In one issue they could say that drinking a beer a day in moderation can
prevent certain cancers and taking too much health supplements can cause
irreversible, long-term damage to your liver. Then six issues later they could
say to get the dream abs you've always wanted, you must take these same health
supplements every day and cut out all beer.
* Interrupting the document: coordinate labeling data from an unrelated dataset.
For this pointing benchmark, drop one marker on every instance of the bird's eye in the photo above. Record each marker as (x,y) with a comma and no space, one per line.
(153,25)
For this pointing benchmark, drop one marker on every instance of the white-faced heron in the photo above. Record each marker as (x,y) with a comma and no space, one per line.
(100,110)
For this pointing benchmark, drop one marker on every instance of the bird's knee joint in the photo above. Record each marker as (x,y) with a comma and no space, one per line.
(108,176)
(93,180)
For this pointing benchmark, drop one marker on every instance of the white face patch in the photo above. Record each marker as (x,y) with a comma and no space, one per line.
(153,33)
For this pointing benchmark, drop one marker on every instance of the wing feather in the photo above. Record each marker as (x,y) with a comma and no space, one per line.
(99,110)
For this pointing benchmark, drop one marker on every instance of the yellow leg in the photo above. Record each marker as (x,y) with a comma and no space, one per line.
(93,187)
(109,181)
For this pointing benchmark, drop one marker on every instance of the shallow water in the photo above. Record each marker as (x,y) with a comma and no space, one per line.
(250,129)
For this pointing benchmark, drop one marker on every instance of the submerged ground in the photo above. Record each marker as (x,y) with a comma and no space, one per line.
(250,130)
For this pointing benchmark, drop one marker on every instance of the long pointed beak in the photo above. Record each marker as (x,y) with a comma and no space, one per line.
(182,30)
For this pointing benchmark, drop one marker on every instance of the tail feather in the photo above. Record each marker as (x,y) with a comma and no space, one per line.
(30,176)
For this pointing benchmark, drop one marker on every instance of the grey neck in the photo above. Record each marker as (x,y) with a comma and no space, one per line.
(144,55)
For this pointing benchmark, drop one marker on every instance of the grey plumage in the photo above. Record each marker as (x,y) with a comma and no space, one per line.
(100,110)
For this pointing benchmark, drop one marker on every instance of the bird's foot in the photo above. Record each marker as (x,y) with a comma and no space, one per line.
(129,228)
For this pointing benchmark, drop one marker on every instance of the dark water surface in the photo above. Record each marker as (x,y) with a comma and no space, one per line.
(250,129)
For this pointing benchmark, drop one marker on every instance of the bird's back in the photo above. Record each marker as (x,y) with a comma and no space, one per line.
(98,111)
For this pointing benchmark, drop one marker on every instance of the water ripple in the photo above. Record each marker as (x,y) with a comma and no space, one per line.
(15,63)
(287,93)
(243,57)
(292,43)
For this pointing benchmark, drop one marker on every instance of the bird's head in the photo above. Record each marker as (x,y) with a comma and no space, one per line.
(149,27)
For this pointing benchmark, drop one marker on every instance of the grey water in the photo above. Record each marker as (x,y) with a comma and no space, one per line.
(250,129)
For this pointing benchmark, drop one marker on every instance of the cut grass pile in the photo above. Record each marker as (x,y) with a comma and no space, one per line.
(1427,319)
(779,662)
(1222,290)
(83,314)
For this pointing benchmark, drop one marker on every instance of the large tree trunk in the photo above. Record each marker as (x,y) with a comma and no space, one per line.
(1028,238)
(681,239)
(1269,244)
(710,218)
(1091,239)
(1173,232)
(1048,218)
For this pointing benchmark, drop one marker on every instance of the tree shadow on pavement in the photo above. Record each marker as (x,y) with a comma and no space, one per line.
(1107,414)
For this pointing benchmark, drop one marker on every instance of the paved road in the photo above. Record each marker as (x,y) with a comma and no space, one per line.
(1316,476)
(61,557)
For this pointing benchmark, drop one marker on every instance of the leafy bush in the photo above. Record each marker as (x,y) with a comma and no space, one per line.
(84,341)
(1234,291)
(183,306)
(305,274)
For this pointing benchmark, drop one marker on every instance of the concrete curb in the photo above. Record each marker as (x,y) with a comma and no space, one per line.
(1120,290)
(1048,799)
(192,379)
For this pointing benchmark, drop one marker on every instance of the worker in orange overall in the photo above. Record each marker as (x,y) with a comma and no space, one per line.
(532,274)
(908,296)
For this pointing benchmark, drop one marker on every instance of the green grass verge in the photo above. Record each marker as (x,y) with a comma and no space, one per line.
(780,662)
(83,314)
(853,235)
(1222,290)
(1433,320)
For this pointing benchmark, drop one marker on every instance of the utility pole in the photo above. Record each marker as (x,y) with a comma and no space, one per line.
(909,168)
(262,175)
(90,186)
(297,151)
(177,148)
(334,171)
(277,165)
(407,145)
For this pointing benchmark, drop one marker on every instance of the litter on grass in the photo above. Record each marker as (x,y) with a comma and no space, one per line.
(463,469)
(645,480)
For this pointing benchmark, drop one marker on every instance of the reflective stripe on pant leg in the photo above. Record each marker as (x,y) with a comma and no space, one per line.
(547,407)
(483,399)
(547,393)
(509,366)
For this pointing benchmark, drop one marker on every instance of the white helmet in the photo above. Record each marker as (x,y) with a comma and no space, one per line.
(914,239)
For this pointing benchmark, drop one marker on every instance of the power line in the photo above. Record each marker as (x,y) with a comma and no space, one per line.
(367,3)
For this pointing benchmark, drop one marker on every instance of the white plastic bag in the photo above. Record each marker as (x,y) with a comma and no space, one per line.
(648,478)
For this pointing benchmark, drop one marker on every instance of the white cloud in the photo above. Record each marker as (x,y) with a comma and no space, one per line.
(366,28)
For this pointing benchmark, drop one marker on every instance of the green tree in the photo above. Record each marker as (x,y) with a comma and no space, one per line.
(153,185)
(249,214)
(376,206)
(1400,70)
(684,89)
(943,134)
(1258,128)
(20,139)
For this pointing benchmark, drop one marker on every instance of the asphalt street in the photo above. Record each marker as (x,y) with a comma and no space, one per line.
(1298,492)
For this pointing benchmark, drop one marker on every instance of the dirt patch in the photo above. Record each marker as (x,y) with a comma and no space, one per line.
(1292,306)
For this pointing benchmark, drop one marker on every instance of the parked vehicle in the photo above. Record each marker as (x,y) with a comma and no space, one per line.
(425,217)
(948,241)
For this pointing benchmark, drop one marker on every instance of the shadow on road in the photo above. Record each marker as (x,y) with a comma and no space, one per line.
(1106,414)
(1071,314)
They can provide facts and statistics to sell you any nutritional scare story,
and the whole game is this: they want you to think that you NEED them, so that
you will continue to buy their magazine. Most people take one story or more
from this type of scare tactic and run with it. Every diet has its secret.
Every nutritionist has his angle to keep you living for longer or to get
results in the gym faster. No wants makes money on the obvious: eat equally
from every food group and without bias, exercise regularly (cardiovascular and
weight training) and most importantly - have a bit of luck on the way - and
you'll be fine.

------
blakeweb
FYI, the author mentions "flax oil also fits the bill", which from what I
know, and from the most recent Nutrition Action Newsletter (nonprofit consumer
information organization), isn't true. It's in their latest (November) issue,
but I can't find a link to it online. <http://www.cspinet.org/nah/index.htm>

Flax oil I believe contains mostly omega-6, which people aren't generally as
needy of with our current diets.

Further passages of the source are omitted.